What's the preferred way to have a probe function run and bail before
rerunning the timeout?  Just put a static flag in tis_probe()?  The
attached patch takes that approach.  Please let me know if that fixes
the issue for you, or if there's some other preferred pattern I should
use here.

Unfortunately, that didn’t help.

```
$ git log --oneline -2
fd1cbb4 (HEAD -> master, origin/master, origin/HEAD) tpm: Save tis_probe() 
result to avoid a reun of lengthy timeouts
5adc8bd tpm: Handle unimplemented TIS_REG_IFACE_ID in tis_get_tpm_version()
```

And the time-outs seem to be around 20 seconds or more. Please find the
log with time stamps attached (`sudo ./readserial.py /dev/ttyUSB0`).

Yikes, 20 seconds is the medium duration timeout, not the default A
timeout of 750ms.  I was poking the wrong area with the last patch.
It looks like tis_probe() is propagating the return from
tis_wait_access() in the no device present case.

FYI, even adding 5ms to the boot time is unacceptable.  Is there
anyway to verify the hardware exists before waiting for it to be
ready?

The only way I know of would be to check if we have TCPA or TPM2 ACPI
tables, and only attempt to probe for a TPM if those are present.

Attached patch should do that, and it's probably a good idea
independent of any of my other patches.

I applied both the latest commits, and quickly testing that, I believe the long 
delay is still there. I won’t be able to get to until next week, and make the 
ACPI tables available. Maybe there is a way to test this with QEMU? Kevin also 
owns the ASRock E350M1 to my knowledge.

Thanks for the continued testing.  I don't have a good theory for
what's going on at the moment.

It looks like there's a series resistor I can depop to isolate the TPM
reset on the board I was testing on.  I should be able to jumper that
so I can test the TPM and no-TPM cases on the same hardware.
Hopefully I can reproduce the timeout that way.

I've got a board modded so I can jumper the TPM in and out.
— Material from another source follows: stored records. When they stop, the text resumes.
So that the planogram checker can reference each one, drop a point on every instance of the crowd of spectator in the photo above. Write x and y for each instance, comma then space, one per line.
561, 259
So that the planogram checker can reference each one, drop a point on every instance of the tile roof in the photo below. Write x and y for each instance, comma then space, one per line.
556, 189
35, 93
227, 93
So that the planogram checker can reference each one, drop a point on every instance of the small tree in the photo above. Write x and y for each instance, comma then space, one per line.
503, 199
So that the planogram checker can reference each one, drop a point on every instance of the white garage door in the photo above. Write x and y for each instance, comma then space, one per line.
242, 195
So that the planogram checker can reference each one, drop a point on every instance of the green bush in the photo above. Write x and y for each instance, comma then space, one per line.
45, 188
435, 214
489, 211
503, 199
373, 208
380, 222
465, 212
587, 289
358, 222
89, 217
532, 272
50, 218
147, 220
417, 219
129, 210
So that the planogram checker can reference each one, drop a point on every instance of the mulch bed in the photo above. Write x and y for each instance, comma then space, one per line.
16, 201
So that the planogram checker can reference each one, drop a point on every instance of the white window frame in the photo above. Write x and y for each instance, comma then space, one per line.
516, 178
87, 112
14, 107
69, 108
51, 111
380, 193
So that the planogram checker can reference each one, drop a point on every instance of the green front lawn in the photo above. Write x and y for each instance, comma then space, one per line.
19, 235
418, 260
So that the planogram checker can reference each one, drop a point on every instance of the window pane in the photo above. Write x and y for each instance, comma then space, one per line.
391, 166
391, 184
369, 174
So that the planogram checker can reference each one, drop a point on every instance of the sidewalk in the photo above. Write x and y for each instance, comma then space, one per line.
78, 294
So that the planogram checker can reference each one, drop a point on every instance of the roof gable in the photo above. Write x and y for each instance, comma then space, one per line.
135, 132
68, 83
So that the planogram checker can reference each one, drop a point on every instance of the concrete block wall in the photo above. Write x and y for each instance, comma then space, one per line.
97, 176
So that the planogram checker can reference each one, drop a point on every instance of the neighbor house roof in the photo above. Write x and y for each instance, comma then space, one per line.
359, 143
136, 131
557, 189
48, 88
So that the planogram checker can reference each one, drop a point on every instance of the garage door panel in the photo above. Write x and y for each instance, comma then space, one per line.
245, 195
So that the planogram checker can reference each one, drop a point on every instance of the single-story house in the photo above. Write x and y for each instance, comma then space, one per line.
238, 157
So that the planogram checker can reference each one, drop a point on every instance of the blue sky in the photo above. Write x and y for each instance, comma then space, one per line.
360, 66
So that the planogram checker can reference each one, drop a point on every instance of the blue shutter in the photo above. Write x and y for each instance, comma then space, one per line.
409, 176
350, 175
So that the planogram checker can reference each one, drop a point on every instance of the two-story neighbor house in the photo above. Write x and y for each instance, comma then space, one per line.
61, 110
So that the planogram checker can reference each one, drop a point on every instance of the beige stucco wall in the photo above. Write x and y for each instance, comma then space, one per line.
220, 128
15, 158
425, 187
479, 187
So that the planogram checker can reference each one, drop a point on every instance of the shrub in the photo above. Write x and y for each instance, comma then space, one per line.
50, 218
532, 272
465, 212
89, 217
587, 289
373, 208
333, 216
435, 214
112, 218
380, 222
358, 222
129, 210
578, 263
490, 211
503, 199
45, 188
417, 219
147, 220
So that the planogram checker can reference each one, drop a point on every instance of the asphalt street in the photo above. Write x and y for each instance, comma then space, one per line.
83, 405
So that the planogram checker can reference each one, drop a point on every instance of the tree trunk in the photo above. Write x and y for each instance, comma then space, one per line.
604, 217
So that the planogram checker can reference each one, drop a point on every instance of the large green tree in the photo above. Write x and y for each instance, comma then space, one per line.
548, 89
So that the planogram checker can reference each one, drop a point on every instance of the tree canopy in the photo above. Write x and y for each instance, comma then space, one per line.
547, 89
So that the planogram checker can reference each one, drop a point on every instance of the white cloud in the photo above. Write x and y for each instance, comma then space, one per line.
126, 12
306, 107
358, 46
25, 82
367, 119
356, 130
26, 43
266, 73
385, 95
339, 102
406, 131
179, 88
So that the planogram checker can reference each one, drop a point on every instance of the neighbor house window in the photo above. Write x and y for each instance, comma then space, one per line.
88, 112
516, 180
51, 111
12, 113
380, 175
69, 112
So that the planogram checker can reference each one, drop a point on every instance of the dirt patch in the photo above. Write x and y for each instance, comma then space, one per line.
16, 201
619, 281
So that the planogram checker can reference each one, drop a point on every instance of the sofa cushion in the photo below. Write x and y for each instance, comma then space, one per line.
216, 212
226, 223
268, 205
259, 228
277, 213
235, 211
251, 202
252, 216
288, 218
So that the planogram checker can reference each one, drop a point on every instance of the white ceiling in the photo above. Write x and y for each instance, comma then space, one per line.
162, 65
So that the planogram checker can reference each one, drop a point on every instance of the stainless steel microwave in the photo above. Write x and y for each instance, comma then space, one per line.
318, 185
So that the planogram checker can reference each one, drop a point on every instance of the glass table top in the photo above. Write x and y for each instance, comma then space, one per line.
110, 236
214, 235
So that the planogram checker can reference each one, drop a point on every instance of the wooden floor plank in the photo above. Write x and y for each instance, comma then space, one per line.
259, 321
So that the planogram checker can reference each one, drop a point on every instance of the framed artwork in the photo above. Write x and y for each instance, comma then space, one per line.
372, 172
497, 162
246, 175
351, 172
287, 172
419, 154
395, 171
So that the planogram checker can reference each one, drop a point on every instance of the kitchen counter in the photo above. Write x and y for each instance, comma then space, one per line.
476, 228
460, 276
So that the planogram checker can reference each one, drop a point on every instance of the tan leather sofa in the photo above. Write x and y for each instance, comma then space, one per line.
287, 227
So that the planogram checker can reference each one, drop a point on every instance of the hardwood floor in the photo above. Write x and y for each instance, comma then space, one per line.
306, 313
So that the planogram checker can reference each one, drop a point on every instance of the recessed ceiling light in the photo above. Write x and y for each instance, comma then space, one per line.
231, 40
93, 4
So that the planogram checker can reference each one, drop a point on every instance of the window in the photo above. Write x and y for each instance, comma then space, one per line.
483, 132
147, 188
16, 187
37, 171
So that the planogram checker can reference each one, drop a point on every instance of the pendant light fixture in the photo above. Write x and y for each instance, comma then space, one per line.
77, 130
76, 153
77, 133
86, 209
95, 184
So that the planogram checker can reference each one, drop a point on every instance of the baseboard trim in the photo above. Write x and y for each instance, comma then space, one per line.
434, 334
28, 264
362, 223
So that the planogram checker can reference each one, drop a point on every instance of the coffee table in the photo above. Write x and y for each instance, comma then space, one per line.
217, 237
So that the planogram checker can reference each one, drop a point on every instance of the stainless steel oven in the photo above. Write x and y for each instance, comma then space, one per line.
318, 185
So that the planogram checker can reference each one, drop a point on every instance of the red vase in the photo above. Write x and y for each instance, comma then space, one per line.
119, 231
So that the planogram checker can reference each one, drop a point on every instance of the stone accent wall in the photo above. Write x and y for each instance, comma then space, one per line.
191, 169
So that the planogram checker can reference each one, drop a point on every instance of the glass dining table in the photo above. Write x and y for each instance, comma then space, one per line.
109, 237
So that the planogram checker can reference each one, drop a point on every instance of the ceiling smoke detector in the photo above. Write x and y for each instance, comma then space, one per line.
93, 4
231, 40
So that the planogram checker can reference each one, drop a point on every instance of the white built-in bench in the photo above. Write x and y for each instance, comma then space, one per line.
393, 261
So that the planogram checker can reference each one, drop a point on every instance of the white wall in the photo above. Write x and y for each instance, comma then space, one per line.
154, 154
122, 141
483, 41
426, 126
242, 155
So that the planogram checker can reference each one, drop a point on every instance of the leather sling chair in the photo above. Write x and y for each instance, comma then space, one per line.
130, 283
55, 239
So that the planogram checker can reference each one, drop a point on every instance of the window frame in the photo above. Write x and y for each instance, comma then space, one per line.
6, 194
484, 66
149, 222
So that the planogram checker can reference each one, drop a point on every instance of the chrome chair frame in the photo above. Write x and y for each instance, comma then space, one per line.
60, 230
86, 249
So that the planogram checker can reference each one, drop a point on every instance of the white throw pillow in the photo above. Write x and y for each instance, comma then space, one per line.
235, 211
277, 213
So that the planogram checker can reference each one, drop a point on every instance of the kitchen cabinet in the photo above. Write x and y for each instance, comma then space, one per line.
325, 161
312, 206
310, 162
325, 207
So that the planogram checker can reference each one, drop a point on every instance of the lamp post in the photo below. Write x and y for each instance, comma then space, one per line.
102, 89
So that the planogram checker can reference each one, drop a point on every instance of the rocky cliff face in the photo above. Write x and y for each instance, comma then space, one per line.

What I found in the no-TPM case was that both tis_probe() and
crb_probe() incorrectly return 1 for device present if all Fs are read.

For tis_probe() that was because rc wasn't updated to 0 if didvid was
0xffffffff.  For crb_probe() the last three return statements are
inverted from what they should be, and the first 64bit address check
returned the wrong value.  Fixing both probe functions got rid of the
timeout for me when the TPM was disconnected.

It looks like there's a bit in the ACCESS register called Seize that
must always read '0' for the version 1.2/1.3 interfaces.  I'd like to
check that instead of didvid in tis_probe to handle the aborted read all
0s/Fs case.

I'd like to add a poll for tpmRegValidSts to crb_probe() similar to
what's in tis_probe() to avoid potential races on real hardware.
There's a Seize bit in TPM_LOC_CTRL_x which always reads 0 that we could
use as a sanity check against the no device all Fs case.

Let me know if that sounds like a better way to catch the no device
case, or if there's is some other check that would be better.